站台上方的吊燈早已損壞,隻剩幾根裸露的電線垂在空中,偶爾閃過一絲電火花。
戰剛看著眼前的場景,隻覺得既熟悉又陌生——他隱約記得自己來過這裏,卻想不起具體的時間。
而那瀰漫在空氣中的荒涼與破敗感,又讓這裏顯得無比陌生。
整個地鐵站空無一人,隻有風吹過隧道時發出的嗚咽聲。
牆壁上,一張嵌在玻璃框裏的海報隻剩下半張,上麵模糊的字跡依稀可辨:
“2098宗城(國際)第三屆智體人類圍棋大賽”。
戰剛盯著海報上的年份與地名,瞳孔驟然收縮,大腦一片空白,喃喃自語:
“宗城?40年後?我這是穿越了嗎?”
“別看了,那是兩年前的事了。”
女孩的聲音打斷了戰剛的怔忪,她沒有停下腳步,徑直走向地鐵站深處的一個樓梯間,背影果斷利落。
戰剛連忙回過神,快步跟了上去,腦海中混亂不堪,40年後的宗城、智體人類、棄屍坑的殘肢與飛碟……無數資訊交織在一起,讓他頭暈目眩。
不知走了多少級台階,兩人終於來到一個寬敞的大廳內。
大廳中央空蕩蕩的,四周整齊排列著八扇厚重的金屬門,門上刻著複雜的符文與編號。
女孩朝著標有“03”的門走去,剛靠近,門便自動向兩側滑開。
“梁隊,你回來了!”
兩名身著黑色製服的警衛立刻迎了上來,他們身形挺拔,眼神銳利,身後還跟著兩個通體銀白的武裝機械人,機械人的頭部閃爍著紅色的掃描光線,透著冰冷的科技感。
戰剛正想上前詢問,卻被警衛伸出手臂攔住,其中一人拿出一個巴掌大的探測儀,對準他掃描起來。
“不用了,他不是智體人,是個克隆人。
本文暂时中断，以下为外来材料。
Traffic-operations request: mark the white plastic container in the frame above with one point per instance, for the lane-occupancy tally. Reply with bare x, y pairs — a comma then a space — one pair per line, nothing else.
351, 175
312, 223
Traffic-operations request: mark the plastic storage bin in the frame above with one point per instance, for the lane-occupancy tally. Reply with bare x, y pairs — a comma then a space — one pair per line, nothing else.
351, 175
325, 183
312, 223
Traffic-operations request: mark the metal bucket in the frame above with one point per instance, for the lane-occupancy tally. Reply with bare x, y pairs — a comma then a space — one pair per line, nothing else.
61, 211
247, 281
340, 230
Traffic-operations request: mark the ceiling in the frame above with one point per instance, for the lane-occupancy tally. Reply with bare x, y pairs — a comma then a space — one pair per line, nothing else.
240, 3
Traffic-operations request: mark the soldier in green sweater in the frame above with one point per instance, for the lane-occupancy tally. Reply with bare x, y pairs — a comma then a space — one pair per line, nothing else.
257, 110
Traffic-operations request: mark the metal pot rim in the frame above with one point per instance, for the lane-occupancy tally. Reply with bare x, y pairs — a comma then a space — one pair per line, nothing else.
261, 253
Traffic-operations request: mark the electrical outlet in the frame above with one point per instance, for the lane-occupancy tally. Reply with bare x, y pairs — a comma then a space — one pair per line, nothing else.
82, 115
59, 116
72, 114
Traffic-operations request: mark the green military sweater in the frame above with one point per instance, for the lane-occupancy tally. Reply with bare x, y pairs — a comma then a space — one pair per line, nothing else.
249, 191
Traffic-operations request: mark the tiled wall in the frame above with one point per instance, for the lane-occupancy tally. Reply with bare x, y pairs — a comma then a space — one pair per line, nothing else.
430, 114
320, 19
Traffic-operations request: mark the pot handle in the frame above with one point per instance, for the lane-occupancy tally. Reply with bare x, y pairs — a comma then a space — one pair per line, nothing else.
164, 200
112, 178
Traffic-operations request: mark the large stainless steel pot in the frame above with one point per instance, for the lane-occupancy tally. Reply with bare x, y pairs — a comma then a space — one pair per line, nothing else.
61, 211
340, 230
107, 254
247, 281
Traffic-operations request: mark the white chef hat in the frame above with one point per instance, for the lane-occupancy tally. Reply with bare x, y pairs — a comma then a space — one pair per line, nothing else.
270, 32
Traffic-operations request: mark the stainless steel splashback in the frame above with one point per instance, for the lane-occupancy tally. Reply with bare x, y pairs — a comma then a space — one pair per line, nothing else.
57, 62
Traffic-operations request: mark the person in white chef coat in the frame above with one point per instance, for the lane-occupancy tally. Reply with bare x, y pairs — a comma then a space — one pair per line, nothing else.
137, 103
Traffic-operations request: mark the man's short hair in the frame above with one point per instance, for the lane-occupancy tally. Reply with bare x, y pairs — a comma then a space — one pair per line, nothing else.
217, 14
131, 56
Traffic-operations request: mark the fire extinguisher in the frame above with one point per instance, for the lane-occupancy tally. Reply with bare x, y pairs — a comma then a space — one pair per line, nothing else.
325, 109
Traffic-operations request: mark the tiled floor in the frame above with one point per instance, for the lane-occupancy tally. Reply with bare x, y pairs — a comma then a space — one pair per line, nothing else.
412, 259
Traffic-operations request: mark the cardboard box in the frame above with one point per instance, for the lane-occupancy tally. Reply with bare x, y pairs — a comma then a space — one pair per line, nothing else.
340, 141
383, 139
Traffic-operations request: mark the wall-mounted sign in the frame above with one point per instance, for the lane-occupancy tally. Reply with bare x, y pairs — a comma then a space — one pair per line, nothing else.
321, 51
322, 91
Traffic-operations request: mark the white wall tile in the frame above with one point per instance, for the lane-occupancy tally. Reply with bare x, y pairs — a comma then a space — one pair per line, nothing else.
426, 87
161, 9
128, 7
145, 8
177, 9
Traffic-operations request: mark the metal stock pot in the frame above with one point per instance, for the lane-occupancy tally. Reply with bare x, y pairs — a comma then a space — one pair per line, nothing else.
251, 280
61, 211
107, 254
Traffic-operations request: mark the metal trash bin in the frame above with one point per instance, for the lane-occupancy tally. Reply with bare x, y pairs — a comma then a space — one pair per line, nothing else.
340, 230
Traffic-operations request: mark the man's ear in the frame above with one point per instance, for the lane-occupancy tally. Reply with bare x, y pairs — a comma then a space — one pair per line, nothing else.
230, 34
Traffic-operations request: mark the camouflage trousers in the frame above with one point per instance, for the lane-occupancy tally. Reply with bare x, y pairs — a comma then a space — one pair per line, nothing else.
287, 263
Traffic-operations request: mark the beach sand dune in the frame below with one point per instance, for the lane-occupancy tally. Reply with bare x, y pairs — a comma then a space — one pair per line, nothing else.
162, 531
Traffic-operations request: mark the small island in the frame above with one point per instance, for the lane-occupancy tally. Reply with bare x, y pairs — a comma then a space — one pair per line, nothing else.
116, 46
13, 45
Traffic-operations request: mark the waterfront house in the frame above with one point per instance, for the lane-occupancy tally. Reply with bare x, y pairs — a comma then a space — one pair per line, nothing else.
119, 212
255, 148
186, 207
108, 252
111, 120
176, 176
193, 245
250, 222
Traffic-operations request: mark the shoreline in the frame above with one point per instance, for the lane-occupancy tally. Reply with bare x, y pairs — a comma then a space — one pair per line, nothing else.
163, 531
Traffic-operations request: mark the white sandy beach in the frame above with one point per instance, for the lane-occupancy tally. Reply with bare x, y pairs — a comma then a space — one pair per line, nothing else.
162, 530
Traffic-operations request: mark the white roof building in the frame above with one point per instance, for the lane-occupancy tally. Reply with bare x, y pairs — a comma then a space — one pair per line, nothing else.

”
被稱作梁隊的女孩淡淡開口,語氣沒有絲毫波瀾。
“克隆人?我?”
戰剛脫口而出,滿臉難以置信。
梁隊沒有理會他的震驚,轉頭對警衛交代道:
“帶他去清洗一下,順便進行資訊載入,我在會議室等你們。”
兩名警衛應聲上前,一左一右架住戰剛的胳膊。
戰剛本想反抗,可看到那兩個武裝機械人緩緩轉向他,頭部的掃描光線變得愈發刺眼,隻能強壓下心中的躁動,任由警衛將自己帶走。
他回頭看向梁隊的背影,心中充滿了疑惑與不安——這個陌生的未來世界,究竟隱藏著怎樣的秘密?